In [None]:
import numpy as np

import torch
import torch.nn as nn
import torch.nn.functional as F
import torch.optim as optim

In [None]:
from sklearn.model_selection import train_test_split
from tqdm import tqdm
import matplotlib.pyplot as plt

In [None]:
from google.colab import drive
drive.mount("/content/drive/")

In [None]:
seed = 42
torch.manual_seed(seed)
np.random.seed(seed)

# Config

In [None]:
colab_prefix = "drive/MyDrive/CMPUT651_DL4NLP/"

learning_rate = 1e-3
epochs = 25
batch_size = 128

source_embedding_size = 300
target_embedding_size = 100
model_version = 1

distill_knowledge = False

if distill_knowledge:
    model_type = "supervised_distilled"
    target_embedding = colab_prefix + f"data/embeddings/base/clipped.glove.6B.{target_embedding_size}d.txt"
else:
    model_type = "supervised"

source_embedding = colab_prefix + f"data/embeddings/base/clipped.glove.6B.{source_embedding_size}d.txt"
experiment_name = f"{model_type}_{source_embedding_size}to{target_embedding_size}_v{model_version}"
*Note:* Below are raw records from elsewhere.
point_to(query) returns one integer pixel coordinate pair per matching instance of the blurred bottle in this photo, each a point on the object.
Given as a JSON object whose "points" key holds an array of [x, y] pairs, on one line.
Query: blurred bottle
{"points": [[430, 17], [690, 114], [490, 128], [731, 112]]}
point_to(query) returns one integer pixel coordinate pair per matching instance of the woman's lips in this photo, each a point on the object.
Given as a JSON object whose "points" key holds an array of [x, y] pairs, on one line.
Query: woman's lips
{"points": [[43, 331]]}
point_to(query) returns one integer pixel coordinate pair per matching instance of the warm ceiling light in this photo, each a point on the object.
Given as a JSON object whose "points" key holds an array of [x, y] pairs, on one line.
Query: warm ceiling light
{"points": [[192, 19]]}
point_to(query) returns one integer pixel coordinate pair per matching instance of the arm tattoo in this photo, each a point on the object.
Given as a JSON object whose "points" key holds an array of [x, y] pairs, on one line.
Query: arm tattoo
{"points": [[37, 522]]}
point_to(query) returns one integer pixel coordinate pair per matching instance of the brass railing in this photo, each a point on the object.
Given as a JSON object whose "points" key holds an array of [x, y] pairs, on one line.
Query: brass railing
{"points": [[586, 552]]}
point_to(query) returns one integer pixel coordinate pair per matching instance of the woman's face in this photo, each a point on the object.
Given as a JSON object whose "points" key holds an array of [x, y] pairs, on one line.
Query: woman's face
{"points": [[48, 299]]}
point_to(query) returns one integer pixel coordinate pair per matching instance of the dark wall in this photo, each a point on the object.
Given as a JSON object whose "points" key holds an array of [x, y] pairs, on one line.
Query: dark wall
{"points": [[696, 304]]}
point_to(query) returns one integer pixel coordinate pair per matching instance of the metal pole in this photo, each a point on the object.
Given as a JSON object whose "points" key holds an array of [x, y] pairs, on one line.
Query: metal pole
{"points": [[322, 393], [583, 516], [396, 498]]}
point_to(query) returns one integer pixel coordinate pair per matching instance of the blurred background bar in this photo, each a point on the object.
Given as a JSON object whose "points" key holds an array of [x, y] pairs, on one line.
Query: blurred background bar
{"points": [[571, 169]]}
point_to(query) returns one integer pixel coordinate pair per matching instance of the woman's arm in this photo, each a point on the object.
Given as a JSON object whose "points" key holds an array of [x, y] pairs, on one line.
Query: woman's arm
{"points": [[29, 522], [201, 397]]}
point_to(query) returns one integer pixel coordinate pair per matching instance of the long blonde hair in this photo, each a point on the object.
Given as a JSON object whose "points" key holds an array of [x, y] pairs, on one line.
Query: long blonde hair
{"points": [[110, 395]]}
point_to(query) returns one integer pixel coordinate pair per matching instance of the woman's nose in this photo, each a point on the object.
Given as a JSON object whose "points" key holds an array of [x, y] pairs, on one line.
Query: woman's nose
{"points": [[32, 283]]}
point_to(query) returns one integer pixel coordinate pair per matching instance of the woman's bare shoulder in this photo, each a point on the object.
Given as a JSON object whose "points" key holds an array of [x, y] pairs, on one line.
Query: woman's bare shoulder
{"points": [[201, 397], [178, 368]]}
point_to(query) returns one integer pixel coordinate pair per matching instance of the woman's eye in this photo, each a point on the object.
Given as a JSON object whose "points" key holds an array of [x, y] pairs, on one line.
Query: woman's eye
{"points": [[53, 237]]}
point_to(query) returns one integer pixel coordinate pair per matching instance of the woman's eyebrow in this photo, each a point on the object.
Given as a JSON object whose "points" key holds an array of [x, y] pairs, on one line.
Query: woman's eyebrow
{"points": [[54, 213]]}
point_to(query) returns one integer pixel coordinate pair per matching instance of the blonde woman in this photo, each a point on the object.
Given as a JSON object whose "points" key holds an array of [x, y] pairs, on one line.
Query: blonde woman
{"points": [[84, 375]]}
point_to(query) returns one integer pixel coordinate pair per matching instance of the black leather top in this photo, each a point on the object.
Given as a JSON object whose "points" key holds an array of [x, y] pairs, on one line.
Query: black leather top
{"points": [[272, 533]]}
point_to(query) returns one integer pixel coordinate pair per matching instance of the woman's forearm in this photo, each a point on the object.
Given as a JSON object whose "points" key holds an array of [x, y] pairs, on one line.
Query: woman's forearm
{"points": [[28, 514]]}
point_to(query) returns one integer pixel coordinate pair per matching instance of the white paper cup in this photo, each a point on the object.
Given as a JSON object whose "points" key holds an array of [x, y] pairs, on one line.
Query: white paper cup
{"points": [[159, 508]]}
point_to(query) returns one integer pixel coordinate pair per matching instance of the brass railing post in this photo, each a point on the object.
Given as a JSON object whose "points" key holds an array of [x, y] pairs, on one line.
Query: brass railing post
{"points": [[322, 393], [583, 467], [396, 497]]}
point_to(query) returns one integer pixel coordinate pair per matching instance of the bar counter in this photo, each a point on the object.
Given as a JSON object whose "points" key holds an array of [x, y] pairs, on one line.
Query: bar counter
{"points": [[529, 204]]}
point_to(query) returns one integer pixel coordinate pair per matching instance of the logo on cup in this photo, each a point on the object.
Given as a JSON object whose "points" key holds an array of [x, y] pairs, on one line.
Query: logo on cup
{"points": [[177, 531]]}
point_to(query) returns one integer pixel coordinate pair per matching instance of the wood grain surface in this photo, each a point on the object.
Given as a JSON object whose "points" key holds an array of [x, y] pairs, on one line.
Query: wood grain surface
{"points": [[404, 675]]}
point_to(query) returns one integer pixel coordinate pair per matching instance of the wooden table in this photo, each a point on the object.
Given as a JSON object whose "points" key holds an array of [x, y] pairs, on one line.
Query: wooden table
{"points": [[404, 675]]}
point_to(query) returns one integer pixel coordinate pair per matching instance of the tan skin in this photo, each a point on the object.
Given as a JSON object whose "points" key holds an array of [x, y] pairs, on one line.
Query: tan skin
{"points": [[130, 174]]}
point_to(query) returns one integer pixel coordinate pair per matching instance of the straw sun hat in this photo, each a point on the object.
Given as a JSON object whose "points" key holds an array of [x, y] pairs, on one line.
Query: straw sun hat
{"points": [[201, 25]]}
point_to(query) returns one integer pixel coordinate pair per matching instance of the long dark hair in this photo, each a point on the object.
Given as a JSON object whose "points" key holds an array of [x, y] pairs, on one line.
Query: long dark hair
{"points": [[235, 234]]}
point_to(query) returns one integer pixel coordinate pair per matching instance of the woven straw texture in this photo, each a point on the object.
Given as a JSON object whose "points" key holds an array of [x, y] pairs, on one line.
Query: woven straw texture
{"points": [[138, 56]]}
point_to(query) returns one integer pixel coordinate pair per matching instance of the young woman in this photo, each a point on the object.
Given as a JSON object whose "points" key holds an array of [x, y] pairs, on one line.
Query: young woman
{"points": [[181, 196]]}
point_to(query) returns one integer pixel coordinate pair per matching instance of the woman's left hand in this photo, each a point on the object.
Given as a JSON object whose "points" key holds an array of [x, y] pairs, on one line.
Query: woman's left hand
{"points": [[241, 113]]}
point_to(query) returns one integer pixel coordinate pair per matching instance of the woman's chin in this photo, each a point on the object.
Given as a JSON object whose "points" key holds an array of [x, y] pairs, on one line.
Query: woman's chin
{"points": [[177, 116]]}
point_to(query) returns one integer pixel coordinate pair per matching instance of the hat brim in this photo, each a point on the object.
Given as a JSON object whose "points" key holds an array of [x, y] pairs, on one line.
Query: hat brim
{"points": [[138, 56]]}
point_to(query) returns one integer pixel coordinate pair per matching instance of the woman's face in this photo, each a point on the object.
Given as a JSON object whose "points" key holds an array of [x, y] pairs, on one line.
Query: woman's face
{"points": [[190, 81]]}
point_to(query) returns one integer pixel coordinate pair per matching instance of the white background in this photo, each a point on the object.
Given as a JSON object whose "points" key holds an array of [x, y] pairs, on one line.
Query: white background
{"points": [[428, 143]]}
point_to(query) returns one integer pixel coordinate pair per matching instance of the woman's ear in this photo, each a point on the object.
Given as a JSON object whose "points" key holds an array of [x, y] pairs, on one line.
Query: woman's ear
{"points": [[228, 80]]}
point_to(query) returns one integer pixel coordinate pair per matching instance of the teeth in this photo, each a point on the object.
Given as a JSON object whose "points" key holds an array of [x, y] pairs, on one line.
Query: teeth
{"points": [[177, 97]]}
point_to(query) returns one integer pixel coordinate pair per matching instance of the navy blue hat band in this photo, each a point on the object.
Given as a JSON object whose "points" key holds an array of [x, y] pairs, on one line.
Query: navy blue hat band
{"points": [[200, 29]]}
embedding_output_dir = colab_prefix + f"data/embeddings/trained/{experiment_name}.glove.6B.300d.txt"
model_output_dir = colab_prefix + f"models/{experiment_name}.pt"

In [None]:
gpu = torch.cuda.is_available()
device = torch.device("cuda" if gpu else "cpu")

In [None]:
print(gpu, device)

# Load & Prepare Embeddings for Training

In [None]:
def get_word_embeddings(dataset):
    words = []
    vectors = []
    with open(dataset, "r", encoding='utf8') as fp:
        for line in fp:
            line = line.split()
            word = line[0]
            vector = np.asarray(line[1:], 'float32')
            words.append(word)
            vectors.append(vector)
    vectors = torch.from_numpy(np.asarray(vectors))
    return words, vectors

In [None]:
words, vectors = get_word_embeddings(source_embedding)
if distill_knowledge:
    target_words, target_vectors = get_word_embeddings(target_embedding)

In [None]:
# No train-val-test split since we want an embedding for all the words in the vocab
print(len(words), vectors.shape)
if distill_knowledge:
    print(len(target_words), target_vectors.shape)

In [None]:
word2index = {word:i for i, word in enumerate(words)}
index2word = {i:word for word, i in word2index.items()}

In [None]:
input_data = torch.as_tensor([word2index[word] for word in words])
output_data = vectors

In [None]:
input_data.shape, output_data.shape

In [None]:
num_embeddings = input_data.shape[0]

In [None]:
train_dataset = torch.utils.data.TensorDataset(input_data, output_data)

In [None]:
train_dataloader = torch.utils.data.DataLoader(
    train_dataset, batch_size=batch_size, shuffle=True, num_workers=2, pin_memory=gpu
)

# Model Time

In [None]:
class SupervisedModel(nn.Module):
    def __init__(self, num_embeddings, source_embedding_size, target_embedding_size, target_embedding=None):
        super().__init__()
        if target_embedding is not None:
            self.embedding = nn.Embedding.from_pretrained(target_embedding, freeze=False)
        else:
            self.embedding = nn.Embedding(num_embeddings, target_embedding_size)
        self.linear = nn.Linear(in_features=target_embedding_size, out_features=source_embedding_size)
        self.activation = nn.Tanh()
    
    def forward(self, features):
        embedding = self.embedding(features)
        return self.activation(self.linear(embedding))

In [None]:
if distill_knowledge:
    model = SupervisedModel(num_embeddings, source_embedding_size, target_embedding_size, target_vectors).to(device)
else:
    model = SupervisedModel(num_embeddings, source_embedding_size, target_embedding_size).to(device)
optimizer = optim.Adam(model.parameters(), lr=learning_rate)
criterion = nn.MSELoss()

In [None]:
model

In [None]:
all_train_loss = []
for epoch in range(epochs):
    train_loss = 0
    
    # Training Loop
    for iteration, batch in enumerate(tqdm(train_dataloader)):
        # Reset gradients back to zero for this iteration
        optimizer.zero_grad()
        
        # Get inputs and outputs
        batch_inputs, batch_outputs = batch
        
        # Move data to device
        batch_inputs = batch_inputs.to(device)
        batch_outputs = batch_outputs.to(device)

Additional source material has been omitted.